Un master compatible 16/9 bien lumineux mais la majorité des scènes est marquée par une présence trop appuyée de grain vidéo. Le traitement des couleurs voulu par le chef opérateur est très bien respecté et la saturation excellente. La définition générale est tout à fait convenable et on ne notera aucun problème de compression mis à part sur certains arrières plans.

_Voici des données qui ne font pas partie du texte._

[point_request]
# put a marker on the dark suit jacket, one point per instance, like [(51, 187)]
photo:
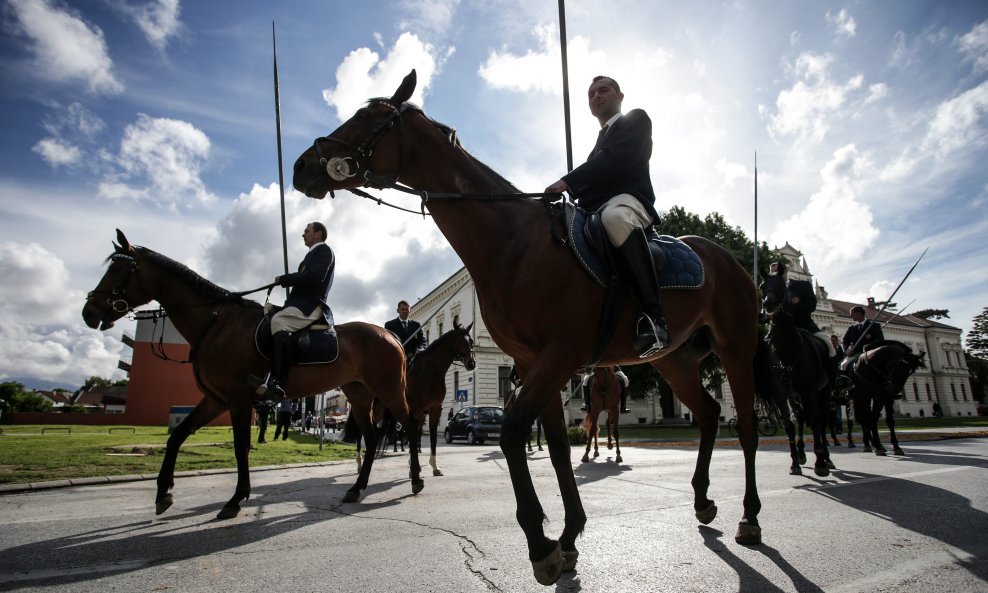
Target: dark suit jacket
[(310, 285), (619, 165), (802, 302), (394, 326), (873, 335)]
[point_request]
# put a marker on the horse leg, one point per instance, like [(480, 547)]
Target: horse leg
[(545, 554), (433, 437), (890, 422), (202, 414), (240, 416)]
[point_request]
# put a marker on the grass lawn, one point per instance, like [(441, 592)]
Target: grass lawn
[(36, 453)]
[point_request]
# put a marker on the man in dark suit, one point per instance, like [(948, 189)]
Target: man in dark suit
[(404, 328), (306, 304), (615, 182), (853, 341)]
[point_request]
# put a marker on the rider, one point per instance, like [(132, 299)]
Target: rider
[(801, 303), (306, 304), (864, 332), (615, 182)]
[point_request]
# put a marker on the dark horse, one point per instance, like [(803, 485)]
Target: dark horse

Un Dolby Digital 5.1 anglais très dynamique qui prend toute son ampleur lors des passages musicaux. Les voies arrières font parfaitement leur boulot et retranscrivent parfaitement les ambiances. Le soin particulier apporté au son par Reynolds est ici parfaitement rendu. Une piste Dolby Surround québécoise est également présente. Celle-ci n'a pas le même relief que la piste anglaise mais n'en demeure pas moins très claire et de bonne facture.
Un menu fixe et muet. Coté suppléments, Warner nous offre la bande annonce et un commentaire audio du réalisateur, Kevin Reynolds, en compagnie de Samuel L. Jackson, de Clifton Gonzalez-Gonzalez et du scénariste Scott Yagemann. Celui-ci reste malheureusement très technique. Reynolds nous y parle de l'importance de la musique, de la conception de tel ou tel plan et très peu des comédiens. Samuel L. Jackson essaie tant bien que mal d'apporter un peu d'humour à ce discours très didactique mais sans vraiment y parvenir. Il ne s'agit en fait ni plus ni moins qu'un commentaire aussi (in)intéressant que le film.
15 mois après avoir été poignardé par un élève, le professeur Garfield (Samuel L. Jackson) reprend du service dans une école où la violence règne.
Quand Kevin Reynolds, (Waterworld), veut faire dans le social en capturant l'essence des milieux défavorisés où les gangs sont rois, il faut s'attendre à un tout autre traitement que le mièvre Esprits Rebelles avec Michelle Pfeiffer. Mais tout le monde ne s'appelle pas Oliver Stone !
Reynolds adopte ici des effets de caméra et de montage peut convaincants et peu efficaces. Toute sa mise en scène est basée sur l'effet et il en résulte une distance entre le traitement visuel et l'histoire à proprement parler. Toute l'attention du spectateur se voit distraite par ce traitement inutilement boursouflé.
Si le film tient malgré tout la route, c'est essentiellement dû à l'interprétation de Samuel L. Jackson qui donne à son personnage une belle vérité. Mais tout ceci reste du déjà vu.